Title: | Prioritize and Delete Erroneous Taxa in a Large Phylogenetic Tree |
---|---|
Description: | Finds, prioritizes and deletes erroneous taxa in a phylogenetic tree. This package calculates scores for taxa in a tree. Higher score means the taxon is more erroneous. If the score is zero for a taxon, the taxon is not erroneous.
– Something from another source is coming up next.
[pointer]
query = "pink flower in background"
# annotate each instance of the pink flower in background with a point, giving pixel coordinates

This package also can remove all erroneous taxa automatically by iterating score calculation and pruning taxa with the highest score. |
Authors: | Satoshi Aoki [aut, cph, cre], Keita Fukasawa [ctb] |
Maintainer: | Satoshi Aoki <[email protected]> |
License: | MIT + file LICENSE |
Version: | 3.0.0 |
Built: | 2024-12-08 07:09:45 UTC |
Source: | CRAN |
Internal Apoderoides functions
These are not to be called by the user.
Different values, depending on the function.
Iterate calc.Score() and deleteAnomaly() until all the tree tips have 0 score or the number of the tips becomes three or lower.
autoDeletion( tree,OTUrankData=NULL, show_progress=TRUE,num_threads=1, prior="MRCA",criteria="composite" )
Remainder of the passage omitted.